Sunday, March 2, 2008

My Beef With Thomas Hobbes

Thomas Hobbes is the father of modern political philosophy. I think he should have been burned at the stake. This is why:


Hobbes was a conservative — which, in the terms of 1651, meant he was a totalitarian monarchist. In his highly regarded book, Leviathan, he sets out to prove that totalitarian monarchy is based on a “social contract”, and is, therefore, completely moral. In other words, tyrannical dictators are OK, because the populace agrees to be controlled.

This theory is wrong on every relevant level.


First, it is historically inaccurate. There has never, in the history of the world, been a coercive government which resulted from a contract between individuals. Hobbes says this doesn’t matter. His apathetic attitude is impossible to defend, for a contract that hasn’t been signed is void. If government should be a contractual creation, and no one signed a contract, it follows that there should be no government.


He then goes on to explain that life without government is, to use the famous quote, “nasty, brutish, and short”. This is because no agreements are possible in an anarchy. There must be a government to enforce the rules:
For if we could suppose a great Multitude of men to consent in the observation of Justice, and other lawes of nature without a common Power to keep them in awe, we might as well suppose all Man-kind to do the same; and then there neither would be, nor need to be any Civill Government, or Common-wealth at all; because there would be peace without subjection.
He assumes agreements can't be enforced without a government, then assumes that an agreement to create a government can be enforced. As he has admitted, his assumption that a government-creating contract can be enforced obliterates the need for a government in the first place. This is characteristic of Hobbes. As long as it favors the monarchy, logical consistency is unnecessary.


Another flaw is his inconsistent use of the word "contract". The entirety of Hobbes' argument depends on a definition of contract which excludes coercion. Why? Because contracts are regarded as more ethical than forced relationships only because the former are voluntary, that is, non-coercive. By altering the definition of contract to allow for coercion, he alters the moral composition of contracts, so that they aren't automatically ethical. Imagine: "Rape is not a crime. If a woman didn't want to be raped, she wouldn't walk alone after dark. As you can see, rape is completely moral." It's the same bait-and-switch. All he did was give coercion a new name. He even, in a Freudian slip, consistently refers to government as "coercive", despite the explicitly non-coercive nature of a contract.


Lastly, his description of the state of nature is completely outdated thanks to modern sociobiology. There is wide agreement among psychologists that morality is an evolved, and thus inherent, property of human individuals. Thanks in part to this, it has been shown, historically and theoretically, that in societies in which every person knows every other, order can be kept without a government. This is due to a tit for tat strategy — basically, revenge — that we've evolved to cope with social environments. As long as a person can keep track of criminals, the potential for revenge creates a strong incentive for cooperation, and peaceful society is possible. (Axelrod, 2006) In short, the Hobbesian state of nature does not exist.

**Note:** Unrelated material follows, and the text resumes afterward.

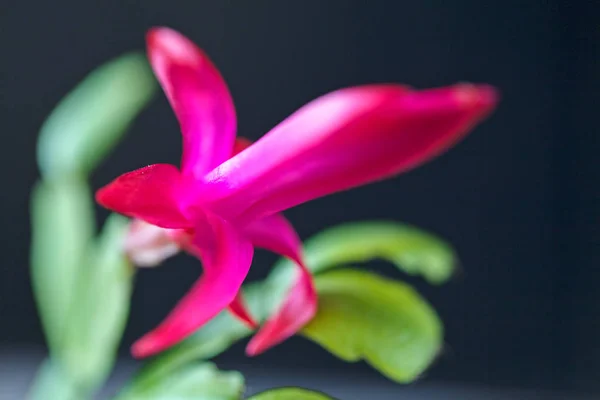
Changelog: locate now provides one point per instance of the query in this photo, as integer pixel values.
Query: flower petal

To sum up Hobbes’ argument, he says, and I paraphrase, “People should accept the coercive power of the government because
1) They signed a contract — well, OK, they didn’t really sign a contract — and they did this because
2) Anarchy is perpetual war, and no one can reach agreements while in it — except when they want to create a state — and
3) Even though contracts are, by definition, non-coercive, this one is coercive — hey, I’m writing the book here, it can be coercive if I want it to be — and
4) This defies all psychological and historical evidence, but that’s not the point. The point is that
5) People cannot be free.





In Conclusion:

The social contract theory is not only historically inaccurate, psychologically inaccurate, and logically indefensible, it also presupposes that men can create and abide by contracts in the absence of state authority, which is more appropriately the basis for a contractual anarchic society. Q. E. D.


Hobbes' theory has been indirectly responsible for more misery than that of any other in history. I hope he's tortured by a totalitarian government in Hell. (The torture being voluntary. Otherwise he'd leave, right?)